Re-watching
Munich recently, two things came to mind. The first was that this was the best Spielberg movie since Poltergeist; right up there with the best of the Eurospy genre, he fashioned a nimble, exciting film from what could have been a nearly 3 hour didactic go around of the old ‘violence begets violence’ argument. There were elements of that, of course; the giddy kid that spent all his early capital on
1941 is long gone, replaced by someone far too at home on the political fundraising circuit, but they never were allowed to overwhelm the corking game of cloak & dagger that tweaked Spielberg’s creative juices. If you listened closely, you could almost hear the footsteps of Harry Palmer or The Jackal echoing through the twisting, rain slicked streets, laid out hundreds of years ago for the apparent convenience of spies.

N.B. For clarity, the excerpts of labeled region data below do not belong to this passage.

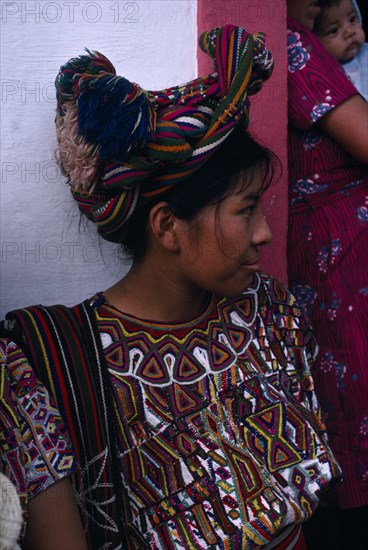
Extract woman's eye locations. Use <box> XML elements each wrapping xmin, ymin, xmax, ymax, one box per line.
<box><xmin>242</xmin><ymin>204</ymin><xmax>257</xmax><ymax>216</ymax></box>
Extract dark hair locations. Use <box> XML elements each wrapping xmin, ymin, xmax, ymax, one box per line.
<box><xmin>122</xmin><ymin>127</ymin><xmax>281</xmax><ymax>261</ymax></box>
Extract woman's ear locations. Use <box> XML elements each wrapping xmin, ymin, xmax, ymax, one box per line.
<box><xmin>149</xmin><ymin>202</ymin><xmax>179</xmax><ymax>252</ymax></box>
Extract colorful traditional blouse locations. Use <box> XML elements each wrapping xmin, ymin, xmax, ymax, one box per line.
<box><xmin>0</xmin><ymin>339</ymin><xmax>76</xmax><ymax>519</ymax></box>
<box><xmin>0</xmin><ymin>275</ymin><xmax>340</xmax><ymax>550</ymax></box>
<box><xmin>288</xmin><ymin>21</ymin><xmax>368</xmax><ymax>508</ymax></box>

The second was an odd feeling of déjà vu during the Mossad’s first “hit” on a Black September associate. Shot through a just-purchased bag of groceries, we see an explosion of milk, which is soon mixed with the victim’s blood – it’s a potent image, but not a new one.
Perhaps he was paying a long overdue tribute to Richard Donner’s original Lethal Weapon?
Or John Frankenheimer’s The Manchurian Candidate?
I say that it’s time the National Dairy Council threw its milkfat-infused weight around and get an indefinite moratorium declared on any use of the white as part of an ironic visual metaphor. Please, folks, let’s preserve this one precious resource for our children.